Dr. Brian Hainline expressed cautious optimism that college sports could be played during the fall semester as long as leaders take a methodical approach.
“It’s not going to be risk-free, that’s for sure,” Hainline said in an interview with The Associated Press. “If this is rolled out in stages and reasonably, we’re really paying attention to proper surveillance and we get the tests available, I think we can have fall sports. My concern is if we just rush into this too quickly because of this almost sense of desperation, that we just have to get going.”
The NCAA also released guidelines from its COVID-19 Advisory Panel for getting teams up and running on campuses. The guidelines start with students back at school, which has become a familiar refrain among college sports leaders in recent weeks.
The NCAA’s recommendations incorporate a recent three-phase plan from the White House for restarting the economy that account for regional differences in the fight against COVID-19 and certain benchmarks being reached.
“Once COVID-19 infection rates diminish for at least 2 weeks, resocialization of society and sport may be possible,” the NCAA guidance states. The NCAA is also recommending a three-phase plan, with practice facilities reopening in phase three.
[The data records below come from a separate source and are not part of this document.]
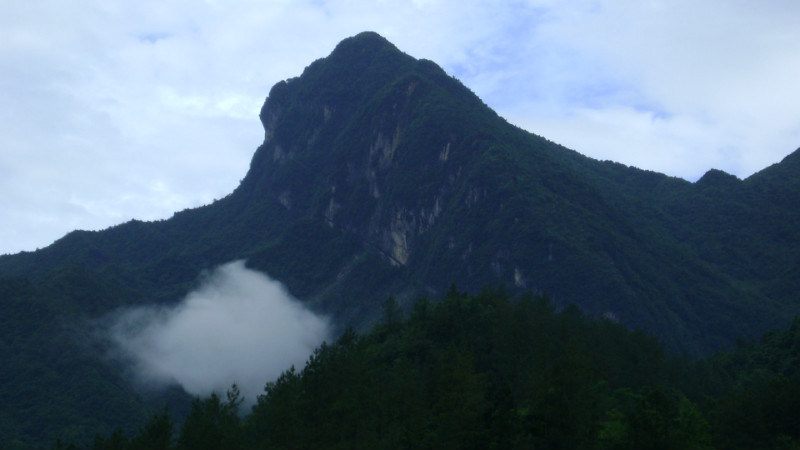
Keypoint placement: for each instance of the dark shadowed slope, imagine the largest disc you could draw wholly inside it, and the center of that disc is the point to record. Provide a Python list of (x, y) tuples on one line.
[(381, 175)]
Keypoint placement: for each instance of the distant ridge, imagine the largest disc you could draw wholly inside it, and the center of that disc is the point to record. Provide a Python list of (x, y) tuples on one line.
[(380, 175)]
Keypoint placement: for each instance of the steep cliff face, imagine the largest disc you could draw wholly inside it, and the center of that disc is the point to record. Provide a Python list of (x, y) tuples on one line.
[(427, 186)]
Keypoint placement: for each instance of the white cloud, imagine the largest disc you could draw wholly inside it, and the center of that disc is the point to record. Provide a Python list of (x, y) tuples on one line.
[(102, 100), (238, 327)]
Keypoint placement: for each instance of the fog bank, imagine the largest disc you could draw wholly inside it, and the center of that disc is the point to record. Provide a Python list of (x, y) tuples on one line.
[(239, 327)]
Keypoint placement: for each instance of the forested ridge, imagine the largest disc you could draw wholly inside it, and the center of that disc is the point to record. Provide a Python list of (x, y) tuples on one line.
[(380, 176), (488, 371)]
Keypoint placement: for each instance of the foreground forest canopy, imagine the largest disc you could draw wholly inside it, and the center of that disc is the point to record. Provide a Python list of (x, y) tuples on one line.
[(487, 371), (380, 175)]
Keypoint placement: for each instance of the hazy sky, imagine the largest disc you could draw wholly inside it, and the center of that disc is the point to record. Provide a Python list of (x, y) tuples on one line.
[(112, 110)]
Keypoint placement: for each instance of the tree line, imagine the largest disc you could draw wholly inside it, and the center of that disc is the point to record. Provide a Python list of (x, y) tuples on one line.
[(489, 371)]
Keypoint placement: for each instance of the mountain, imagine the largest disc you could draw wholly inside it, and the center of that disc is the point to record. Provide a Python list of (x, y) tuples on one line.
[(380, 175)]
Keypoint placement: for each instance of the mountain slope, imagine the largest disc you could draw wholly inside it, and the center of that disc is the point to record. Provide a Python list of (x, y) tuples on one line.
[(381, 175)]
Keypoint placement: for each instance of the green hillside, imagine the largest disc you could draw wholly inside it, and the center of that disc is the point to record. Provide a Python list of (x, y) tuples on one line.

Hainline participated in a call earlier this week with medical officers of professional sports leagues and Dr. Deborah Birx, the White House coronavirus response coordinator.
“What we really discussed in some detail was: What is it going to take to get sport back? And I will tell you that 80% of the conversation centered around testing,” Hainline said. “And more specifically, what happens in contact sports like basketball or football, when one of the players tests positive. Does that mean quarantine? Does that mean we do very regular testing?
“And I think that’s the granular type of detail that we still don’t have universal agreement for two reasons: One is we don’t have all of the ready-made, point-of-care tests. And number two, the serology tests that are out there to date, they just aren’t reliable.”
The priority is to be able to test athletes, coaches and support staff so competition can begin, Hainline said.
Determining whether games can be played in front of fans is a lower priority.
“I think realistically having a football game with 90,000 fans, that would take a remarkable turnaround in a short period of time,” Hainline said.
He said it would take massive immunity, a breakthrough in treatment of the virus or the ability to rapidly and efficiently test people as they enter stadiums.
Hainline also consults the U.S. Tennis Association, which runs the U.S. Open in New York. That event draws hundreds of thousands to the Billie Jean King Tennis Center over two weeks. As of now, the U.S. Open is still scheduled to be held Aug. 24-Sept. 13.
“Having a full-fledged event with a full stadium right now, that’s just not what people are talking it,” Hainline said. “It’s getting the sports going.”